Kommunikationsmedien sind in erster Linie Gefühlsvermittler, und bedeutende Inhalte müssen ihnen abgerungen werden, sind aber trotzdem nur Mittel zum Zweck. Paul Watzlawick unterscheidet zwischen Inhalts- und Beziehungsaspekt der Kommunikation. Diese Begrifflichkeit ist ebenso sinnverstellend wie die Unterscheidung Zwecktelefonierer und Lusttelefonierer. Letztendlich geht es bei menschlichem Sprachhandeln immer um Gefühle, um Lusterzeugung oder Frustvermeidung. Inhalte sind nur Hemd und Hose, mit denen wir unsere bloßen Gefühle bedecken. Fernkommunikation suggeriert Nähe, kann aber den unmittelbaren Kontakt zwischen Menschen nicht ersetzen.

Denn in seinem Kopf ist der Mensch allein, der einzige Bewohner eines ständig wachsenden Universums. In diesem Universum kann er sich verlieren und irrewerden an der Einsamkeit. Es gibt nur ein Gegenmittel, den regelmäßigen Kontakt mit vertrauten Köpfen. Die soziale Gruppe holt den Einzelnen aus seinem Universum zurück auf den gemeinsamen Teppich der physikalischen Realität und erdet ihn durch das Gemeinschaftserlebnis, den Austausch von Gefühlen, Wahrnehmungen und Erfahrungen. Dies geschieht im menschlichen Maß. Es reicht von der sexuellen Verschmelzung, dem Hautkontakt über die Armeslänge bis hin zur Ruf- und Sichtweite. Berührung, Gestik, Mimik und Lautsprache sind die natürlichen Austauschmittel. Die entsprechenden Sozialverbände sind das Paar, die Familie, die Gruppe, der Stamm oder die Dorfgemeinschaft.

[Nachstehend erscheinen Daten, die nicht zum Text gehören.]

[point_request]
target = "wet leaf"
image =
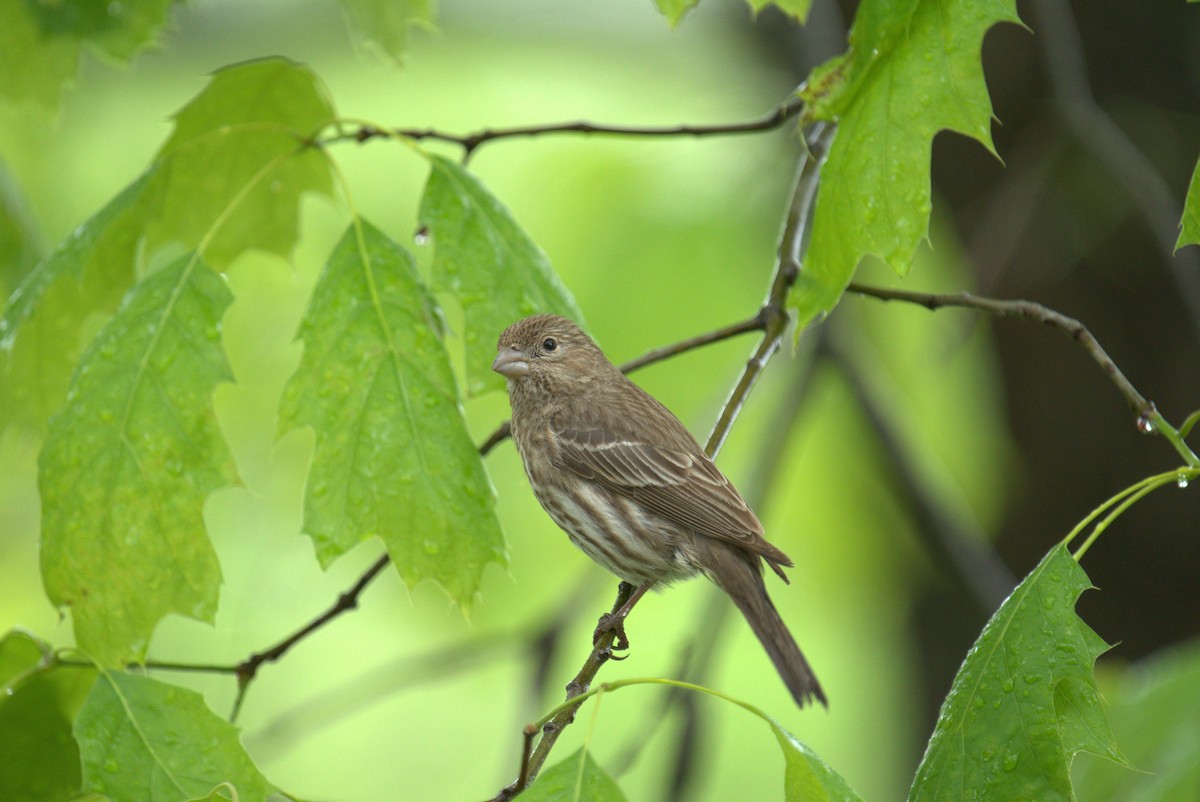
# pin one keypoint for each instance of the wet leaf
(1189, 226)
(1025, 700)
(489, 262)
(39, 700)
(912, 69)
(232, 174)
(577, 778)
(145, 740)
(129, 461)
(40, 42)
(387, 23)
(394, 458)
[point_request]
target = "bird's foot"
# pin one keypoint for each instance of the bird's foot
(616, 624)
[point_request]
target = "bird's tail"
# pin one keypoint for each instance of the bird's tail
(737, 573)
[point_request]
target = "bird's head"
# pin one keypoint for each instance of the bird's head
(547, 348)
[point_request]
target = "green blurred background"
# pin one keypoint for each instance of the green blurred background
(997, 431)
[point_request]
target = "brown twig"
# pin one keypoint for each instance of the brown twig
(348, 600)
(469, 142)
(1147, 417)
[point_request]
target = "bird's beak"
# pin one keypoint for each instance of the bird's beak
(511, 363)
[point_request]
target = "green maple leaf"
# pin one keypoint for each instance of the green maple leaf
(1025, 700)
(912, 70)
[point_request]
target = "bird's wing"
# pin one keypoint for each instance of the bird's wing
(683, 488)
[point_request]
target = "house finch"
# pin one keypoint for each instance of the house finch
(630, 485)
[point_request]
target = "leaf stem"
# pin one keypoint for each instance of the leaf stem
(1123, 501)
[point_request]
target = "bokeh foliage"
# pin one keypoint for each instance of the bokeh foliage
(114, 345)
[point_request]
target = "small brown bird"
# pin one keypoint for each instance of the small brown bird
(631, 488)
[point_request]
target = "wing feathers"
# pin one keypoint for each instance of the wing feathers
(683, 488)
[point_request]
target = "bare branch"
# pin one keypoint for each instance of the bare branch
(471, 142)
(774, 322)
(1147, 416)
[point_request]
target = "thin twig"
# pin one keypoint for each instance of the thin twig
(348, 600)
(774, 315)
(532, 762)
(469, 142)
(1147, 417)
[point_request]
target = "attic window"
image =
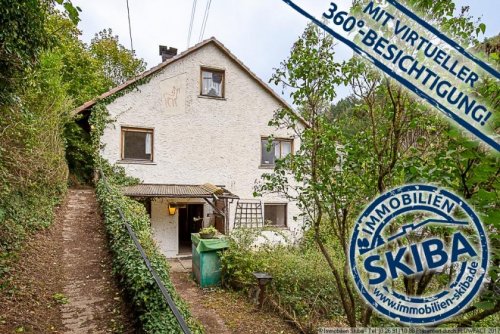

Jedes Mittel der Fernkommunikation schwächt den Kontakt zum direkten Sozialverband und führt zur Individualisierung. Wer nur noch von Universum zu Universum funkt, ist sogar ständig vom Gefühl der Einsamkeit bedroht, denn Fernkommunikation ist beschränkt auf die vom Menschen abgelösten Zeichensysteme. In einer Welt, die von der Fernkommunikation bestimmt ist, sind auch die Sozialverbünde geschwächt, weil sie sich die Aufmerksamkeit teilen müssen mit Menschen, die an anderen Orten sind.

Drei junge Männer, die telefonierend nebeneinander ausschreiten, bieten ein surreales, aber trauriges Bild. Ein jeder ist seine eigene Telefonzelle und riecht nach Notdurft.